I had the pleasure and honor of being the juror for Low Tech at the Fort Collins Center for Fine Art Photography.
I was excited to see so many great entries, almost 2000 of them. So many ideas, so many processes, it was a rough, rough edit.
I want to thank Hamidah Glasgow and Azarie Furlong for the honor of being part of this great show, for their support, and for hanging so beautifully this mammoth show that fills the space, educates the public about how creative photography can be, and showcases a international pool of talent. It is a show we can all be proud of.
We will be focusing on the artwork of the show here on the Flat File. I hope you like it as much as I do.
This was my artist statement – it speaks to process, but also to creativity.
In this world of high tech gadgets, megapixels and digital color management, the craft of photography is often buried in the details. We find ourselves asking, how did you do that? What camera did you use? What film? Is that digital? What filter in
Photoshop? How many layers does that have? Is that really a conversation we should be having?
The low tech approach allows us to talk about the images, what the intent of the artist is, and the craft and creativity of photography. The idea of “low tech” photography is a contradiction in terms, alternative processes like Palladium,
Ambrotype, Cyanotype and Gum Bichromate require extensive skill, patience and an attention to detail. It requires the artist to pre-visualize the work from concept to print, taking into account its inconsistency and ability to have a serendipitous
result. Using toy cameras, like a Diana or Holga, give us the opportunity to expect the unexpected. For these processes, film is not an arcane museum object, but a living tool, the base to work magic from. That plastic coated light sensitive material
that exposes our ideas, flexible and tangible, enables artists an extended range for creativity.

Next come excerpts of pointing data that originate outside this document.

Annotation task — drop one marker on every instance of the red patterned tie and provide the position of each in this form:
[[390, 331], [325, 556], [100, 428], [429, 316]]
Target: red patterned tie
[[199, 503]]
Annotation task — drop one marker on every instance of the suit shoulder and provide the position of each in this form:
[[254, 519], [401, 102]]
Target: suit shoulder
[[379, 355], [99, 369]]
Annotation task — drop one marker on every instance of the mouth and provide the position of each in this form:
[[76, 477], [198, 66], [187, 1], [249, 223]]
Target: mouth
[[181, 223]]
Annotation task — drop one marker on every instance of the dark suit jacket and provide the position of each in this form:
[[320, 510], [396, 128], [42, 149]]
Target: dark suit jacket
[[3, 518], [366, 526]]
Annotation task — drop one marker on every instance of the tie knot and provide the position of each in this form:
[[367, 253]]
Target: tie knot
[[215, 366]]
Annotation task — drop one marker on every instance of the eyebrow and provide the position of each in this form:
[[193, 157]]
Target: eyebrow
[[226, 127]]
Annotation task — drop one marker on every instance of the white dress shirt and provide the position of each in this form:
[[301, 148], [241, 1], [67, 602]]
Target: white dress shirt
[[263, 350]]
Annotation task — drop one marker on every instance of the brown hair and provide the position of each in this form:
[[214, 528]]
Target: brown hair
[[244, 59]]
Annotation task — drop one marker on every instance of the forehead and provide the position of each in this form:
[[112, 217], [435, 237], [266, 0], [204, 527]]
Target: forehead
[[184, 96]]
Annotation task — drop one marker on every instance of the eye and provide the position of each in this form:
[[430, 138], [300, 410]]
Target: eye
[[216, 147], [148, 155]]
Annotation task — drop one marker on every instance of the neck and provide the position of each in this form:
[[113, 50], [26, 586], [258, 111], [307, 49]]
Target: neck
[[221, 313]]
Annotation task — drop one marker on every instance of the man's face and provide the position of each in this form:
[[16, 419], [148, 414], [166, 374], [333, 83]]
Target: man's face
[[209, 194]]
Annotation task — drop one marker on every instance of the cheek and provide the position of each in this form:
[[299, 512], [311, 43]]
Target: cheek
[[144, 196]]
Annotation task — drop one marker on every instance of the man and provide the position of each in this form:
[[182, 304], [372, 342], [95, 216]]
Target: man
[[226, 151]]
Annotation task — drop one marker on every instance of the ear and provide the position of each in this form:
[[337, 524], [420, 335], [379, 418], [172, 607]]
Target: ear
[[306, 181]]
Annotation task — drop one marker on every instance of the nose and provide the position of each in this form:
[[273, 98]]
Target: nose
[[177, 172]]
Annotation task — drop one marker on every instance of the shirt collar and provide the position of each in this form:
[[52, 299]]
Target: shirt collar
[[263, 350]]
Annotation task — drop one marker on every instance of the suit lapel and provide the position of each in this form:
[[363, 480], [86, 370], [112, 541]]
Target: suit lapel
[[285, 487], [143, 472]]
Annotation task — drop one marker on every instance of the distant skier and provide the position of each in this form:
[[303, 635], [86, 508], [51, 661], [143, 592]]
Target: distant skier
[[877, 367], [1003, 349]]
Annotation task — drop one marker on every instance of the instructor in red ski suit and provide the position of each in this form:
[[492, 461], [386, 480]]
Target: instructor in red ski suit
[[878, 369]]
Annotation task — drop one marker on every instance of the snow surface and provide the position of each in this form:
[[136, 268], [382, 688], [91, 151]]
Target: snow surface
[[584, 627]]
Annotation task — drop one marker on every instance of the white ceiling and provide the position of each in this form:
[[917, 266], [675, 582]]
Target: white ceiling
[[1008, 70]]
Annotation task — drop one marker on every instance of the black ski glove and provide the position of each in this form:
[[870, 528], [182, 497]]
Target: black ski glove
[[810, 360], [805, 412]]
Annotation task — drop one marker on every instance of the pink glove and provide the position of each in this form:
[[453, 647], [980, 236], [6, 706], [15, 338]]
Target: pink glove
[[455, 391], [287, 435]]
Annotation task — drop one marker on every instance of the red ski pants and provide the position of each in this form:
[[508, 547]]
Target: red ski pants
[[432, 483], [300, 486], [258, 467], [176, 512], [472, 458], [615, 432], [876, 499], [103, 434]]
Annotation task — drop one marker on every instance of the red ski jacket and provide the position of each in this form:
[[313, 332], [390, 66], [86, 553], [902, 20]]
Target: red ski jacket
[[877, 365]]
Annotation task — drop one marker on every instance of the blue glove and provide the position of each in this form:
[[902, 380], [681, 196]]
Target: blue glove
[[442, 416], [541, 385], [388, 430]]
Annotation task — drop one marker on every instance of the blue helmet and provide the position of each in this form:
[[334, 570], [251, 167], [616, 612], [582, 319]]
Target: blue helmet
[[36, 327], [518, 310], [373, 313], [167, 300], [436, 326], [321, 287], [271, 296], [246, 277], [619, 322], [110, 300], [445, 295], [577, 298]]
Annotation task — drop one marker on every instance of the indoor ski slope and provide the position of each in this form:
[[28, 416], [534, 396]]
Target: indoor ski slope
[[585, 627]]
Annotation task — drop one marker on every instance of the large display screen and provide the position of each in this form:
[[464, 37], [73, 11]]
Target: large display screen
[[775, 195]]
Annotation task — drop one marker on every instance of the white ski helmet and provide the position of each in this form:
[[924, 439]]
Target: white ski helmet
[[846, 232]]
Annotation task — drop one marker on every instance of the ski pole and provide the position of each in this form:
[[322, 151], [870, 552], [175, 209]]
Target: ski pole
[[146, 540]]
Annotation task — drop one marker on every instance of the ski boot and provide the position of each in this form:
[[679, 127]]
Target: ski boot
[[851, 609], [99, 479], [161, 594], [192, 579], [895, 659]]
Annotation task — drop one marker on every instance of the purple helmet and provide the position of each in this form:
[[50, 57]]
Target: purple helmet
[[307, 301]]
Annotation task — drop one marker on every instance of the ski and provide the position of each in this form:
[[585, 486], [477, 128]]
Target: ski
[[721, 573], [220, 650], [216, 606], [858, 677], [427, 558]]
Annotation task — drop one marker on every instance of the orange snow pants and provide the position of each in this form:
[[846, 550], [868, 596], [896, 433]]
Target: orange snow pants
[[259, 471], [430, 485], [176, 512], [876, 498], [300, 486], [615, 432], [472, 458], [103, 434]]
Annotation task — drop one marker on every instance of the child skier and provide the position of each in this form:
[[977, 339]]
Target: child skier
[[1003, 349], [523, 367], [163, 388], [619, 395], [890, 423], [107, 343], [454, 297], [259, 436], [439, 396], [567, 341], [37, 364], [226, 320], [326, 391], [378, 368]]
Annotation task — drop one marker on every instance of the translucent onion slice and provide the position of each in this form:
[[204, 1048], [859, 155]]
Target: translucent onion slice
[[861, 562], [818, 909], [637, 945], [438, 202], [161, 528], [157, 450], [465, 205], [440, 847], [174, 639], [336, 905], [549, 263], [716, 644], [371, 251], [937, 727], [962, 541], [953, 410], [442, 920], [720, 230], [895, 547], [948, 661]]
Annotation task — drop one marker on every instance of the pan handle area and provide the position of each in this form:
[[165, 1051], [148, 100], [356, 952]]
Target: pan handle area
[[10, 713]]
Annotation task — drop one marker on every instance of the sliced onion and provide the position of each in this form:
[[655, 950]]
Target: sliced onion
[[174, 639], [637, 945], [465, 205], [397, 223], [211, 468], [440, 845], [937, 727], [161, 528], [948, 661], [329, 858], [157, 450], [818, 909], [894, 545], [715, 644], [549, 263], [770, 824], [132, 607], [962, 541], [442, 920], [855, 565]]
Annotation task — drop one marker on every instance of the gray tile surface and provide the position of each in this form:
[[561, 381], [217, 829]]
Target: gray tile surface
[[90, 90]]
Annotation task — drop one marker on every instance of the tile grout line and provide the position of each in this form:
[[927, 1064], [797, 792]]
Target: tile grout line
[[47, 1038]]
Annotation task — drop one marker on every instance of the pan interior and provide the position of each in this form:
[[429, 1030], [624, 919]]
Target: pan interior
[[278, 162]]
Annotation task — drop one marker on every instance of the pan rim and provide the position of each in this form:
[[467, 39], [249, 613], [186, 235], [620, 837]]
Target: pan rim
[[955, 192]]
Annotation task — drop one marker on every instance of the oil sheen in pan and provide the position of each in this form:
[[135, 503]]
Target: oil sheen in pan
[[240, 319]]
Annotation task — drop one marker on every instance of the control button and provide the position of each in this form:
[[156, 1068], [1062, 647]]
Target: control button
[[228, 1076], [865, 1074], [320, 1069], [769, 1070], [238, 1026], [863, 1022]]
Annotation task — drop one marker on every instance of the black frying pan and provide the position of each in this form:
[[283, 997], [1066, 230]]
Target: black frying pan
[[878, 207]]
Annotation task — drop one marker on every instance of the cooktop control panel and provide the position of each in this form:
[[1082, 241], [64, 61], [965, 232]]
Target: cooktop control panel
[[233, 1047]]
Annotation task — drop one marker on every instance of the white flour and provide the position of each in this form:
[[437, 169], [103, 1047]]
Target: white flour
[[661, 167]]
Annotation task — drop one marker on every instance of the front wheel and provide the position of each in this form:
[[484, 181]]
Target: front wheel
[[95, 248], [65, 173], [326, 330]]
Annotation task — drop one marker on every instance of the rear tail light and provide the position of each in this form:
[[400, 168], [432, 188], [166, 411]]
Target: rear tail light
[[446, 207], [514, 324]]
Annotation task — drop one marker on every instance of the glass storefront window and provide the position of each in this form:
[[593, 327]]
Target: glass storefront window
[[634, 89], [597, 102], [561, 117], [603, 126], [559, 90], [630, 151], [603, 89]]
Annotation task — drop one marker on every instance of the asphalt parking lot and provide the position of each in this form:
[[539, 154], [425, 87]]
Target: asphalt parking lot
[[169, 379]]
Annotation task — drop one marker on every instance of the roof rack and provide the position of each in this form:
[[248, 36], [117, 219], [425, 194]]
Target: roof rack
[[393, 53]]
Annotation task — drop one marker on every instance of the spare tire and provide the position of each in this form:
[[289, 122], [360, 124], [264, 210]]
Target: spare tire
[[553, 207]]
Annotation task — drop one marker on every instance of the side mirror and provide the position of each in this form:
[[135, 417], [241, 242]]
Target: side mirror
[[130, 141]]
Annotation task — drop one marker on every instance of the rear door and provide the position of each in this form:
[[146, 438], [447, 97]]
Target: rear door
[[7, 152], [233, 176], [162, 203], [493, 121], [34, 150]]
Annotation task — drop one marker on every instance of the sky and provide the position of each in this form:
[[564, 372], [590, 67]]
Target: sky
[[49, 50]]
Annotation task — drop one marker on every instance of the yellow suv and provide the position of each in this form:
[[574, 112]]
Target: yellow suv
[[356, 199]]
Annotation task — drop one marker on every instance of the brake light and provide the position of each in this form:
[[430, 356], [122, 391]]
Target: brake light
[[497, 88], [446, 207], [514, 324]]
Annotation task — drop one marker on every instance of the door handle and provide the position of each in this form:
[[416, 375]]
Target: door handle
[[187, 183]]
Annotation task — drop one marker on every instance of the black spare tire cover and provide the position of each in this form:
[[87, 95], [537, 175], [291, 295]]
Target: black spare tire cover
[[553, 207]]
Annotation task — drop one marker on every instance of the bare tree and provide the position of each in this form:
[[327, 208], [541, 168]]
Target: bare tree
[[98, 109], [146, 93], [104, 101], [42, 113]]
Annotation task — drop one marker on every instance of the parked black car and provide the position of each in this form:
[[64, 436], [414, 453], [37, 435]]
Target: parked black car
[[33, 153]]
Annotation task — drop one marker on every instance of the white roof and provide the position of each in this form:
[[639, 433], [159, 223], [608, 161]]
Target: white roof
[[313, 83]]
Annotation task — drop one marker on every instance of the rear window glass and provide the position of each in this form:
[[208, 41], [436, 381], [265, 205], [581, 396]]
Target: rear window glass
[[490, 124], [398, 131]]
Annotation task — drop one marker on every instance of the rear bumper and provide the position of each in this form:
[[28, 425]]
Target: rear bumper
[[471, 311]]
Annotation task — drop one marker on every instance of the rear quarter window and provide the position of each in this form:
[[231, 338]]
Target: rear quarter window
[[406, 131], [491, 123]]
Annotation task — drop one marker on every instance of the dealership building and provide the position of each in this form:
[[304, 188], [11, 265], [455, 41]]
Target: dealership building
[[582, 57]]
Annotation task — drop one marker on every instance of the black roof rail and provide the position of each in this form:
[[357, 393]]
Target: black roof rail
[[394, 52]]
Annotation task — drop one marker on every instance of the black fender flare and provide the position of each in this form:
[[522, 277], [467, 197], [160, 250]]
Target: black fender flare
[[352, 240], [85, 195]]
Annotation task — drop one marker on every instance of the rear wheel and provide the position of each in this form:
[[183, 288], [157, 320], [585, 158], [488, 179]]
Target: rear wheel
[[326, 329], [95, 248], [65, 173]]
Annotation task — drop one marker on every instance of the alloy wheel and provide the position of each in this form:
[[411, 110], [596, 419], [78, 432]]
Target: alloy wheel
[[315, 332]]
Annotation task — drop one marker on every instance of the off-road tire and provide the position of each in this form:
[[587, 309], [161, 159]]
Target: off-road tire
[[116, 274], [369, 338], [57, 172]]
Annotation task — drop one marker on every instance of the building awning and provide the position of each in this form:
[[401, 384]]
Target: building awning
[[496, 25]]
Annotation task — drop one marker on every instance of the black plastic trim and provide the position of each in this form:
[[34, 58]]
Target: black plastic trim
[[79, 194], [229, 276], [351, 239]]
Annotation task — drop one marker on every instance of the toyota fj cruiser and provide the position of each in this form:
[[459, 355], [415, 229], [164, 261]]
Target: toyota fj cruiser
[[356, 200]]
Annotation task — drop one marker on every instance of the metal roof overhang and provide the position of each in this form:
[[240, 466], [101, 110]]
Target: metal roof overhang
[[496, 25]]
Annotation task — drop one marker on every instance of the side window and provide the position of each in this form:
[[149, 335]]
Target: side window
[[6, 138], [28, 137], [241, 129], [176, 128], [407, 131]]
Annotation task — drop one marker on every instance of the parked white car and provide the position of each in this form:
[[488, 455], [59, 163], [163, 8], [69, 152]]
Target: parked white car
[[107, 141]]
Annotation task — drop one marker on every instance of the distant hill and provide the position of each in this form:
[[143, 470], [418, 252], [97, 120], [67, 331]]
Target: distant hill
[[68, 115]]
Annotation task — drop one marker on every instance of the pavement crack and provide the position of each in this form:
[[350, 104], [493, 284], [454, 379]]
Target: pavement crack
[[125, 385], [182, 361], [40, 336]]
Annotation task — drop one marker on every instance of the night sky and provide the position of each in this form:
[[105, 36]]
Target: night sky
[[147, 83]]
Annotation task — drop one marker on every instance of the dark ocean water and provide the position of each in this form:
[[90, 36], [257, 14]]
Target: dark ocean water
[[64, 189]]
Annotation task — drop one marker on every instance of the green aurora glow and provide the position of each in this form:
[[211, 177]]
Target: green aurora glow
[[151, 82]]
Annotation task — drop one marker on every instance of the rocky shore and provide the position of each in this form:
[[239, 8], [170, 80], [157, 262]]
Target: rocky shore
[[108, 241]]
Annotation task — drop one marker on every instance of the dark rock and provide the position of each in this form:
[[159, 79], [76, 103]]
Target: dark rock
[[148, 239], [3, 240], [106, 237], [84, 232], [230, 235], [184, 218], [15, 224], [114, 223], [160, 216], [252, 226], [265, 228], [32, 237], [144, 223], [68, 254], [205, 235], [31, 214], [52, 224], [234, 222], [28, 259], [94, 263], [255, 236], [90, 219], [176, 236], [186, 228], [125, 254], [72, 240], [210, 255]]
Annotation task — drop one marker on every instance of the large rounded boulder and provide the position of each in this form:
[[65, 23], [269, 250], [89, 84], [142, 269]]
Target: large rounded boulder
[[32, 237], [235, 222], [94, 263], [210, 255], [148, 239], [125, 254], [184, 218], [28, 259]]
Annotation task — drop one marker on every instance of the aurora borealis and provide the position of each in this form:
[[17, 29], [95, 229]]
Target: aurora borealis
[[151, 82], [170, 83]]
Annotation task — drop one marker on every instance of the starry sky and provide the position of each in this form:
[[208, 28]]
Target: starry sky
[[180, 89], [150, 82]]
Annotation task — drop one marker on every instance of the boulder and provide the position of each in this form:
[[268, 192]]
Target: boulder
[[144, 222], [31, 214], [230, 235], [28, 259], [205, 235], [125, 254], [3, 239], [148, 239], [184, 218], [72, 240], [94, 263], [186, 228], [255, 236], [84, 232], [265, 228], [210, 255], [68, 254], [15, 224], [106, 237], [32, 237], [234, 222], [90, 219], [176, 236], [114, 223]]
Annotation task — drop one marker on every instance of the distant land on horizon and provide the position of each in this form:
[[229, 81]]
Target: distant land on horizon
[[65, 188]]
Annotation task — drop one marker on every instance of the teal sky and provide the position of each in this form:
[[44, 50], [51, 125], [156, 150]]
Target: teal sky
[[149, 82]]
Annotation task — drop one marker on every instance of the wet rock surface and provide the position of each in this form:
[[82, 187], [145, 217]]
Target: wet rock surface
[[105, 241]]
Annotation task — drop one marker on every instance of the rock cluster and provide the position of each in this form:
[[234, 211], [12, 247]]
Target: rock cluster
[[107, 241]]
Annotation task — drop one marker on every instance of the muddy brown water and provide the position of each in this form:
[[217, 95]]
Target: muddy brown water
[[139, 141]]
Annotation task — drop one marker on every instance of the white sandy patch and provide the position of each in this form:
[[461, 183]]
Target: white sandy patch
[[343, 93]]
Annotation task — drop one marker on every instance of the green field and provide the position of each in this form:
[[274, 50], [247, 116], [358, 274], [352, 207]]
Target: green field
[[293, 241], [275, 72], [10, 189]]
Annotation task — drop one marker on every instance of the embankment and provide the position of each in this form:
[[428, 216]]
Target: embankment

This exhibition, Low Tech, is a celebration of attention to detail, of craft and composition, and lastly about process.
Leigh Anne Langwell’s other worldly photograms swim in primordial ooze, or stretch towards the outer reaches of the solar system. Her structured process is one of creating clever architectural abstracts through meticulous efforts. Ben Panter
takes the truest course of low tech with his pinhole landscapes. Exposures made through common household objects like an egg carton or breath mint tin prove it isn’t the camera, but the idea and execution that matters. Walt Jones used hot wax to sculpt dancers leaping across the page. Grant Hamilton and Leon Alesi used the instant technology of Polaroid to craft colorful abstract stories. With a toy Holga camera, we see Marita Gootee’s kid filled poolside.
Low Tech spans the gamut of processes, ideas and visions. Landscapes, Portraits, Still Lifes, all exposing us to the talent and creativity of the medium, as well as its talented artists.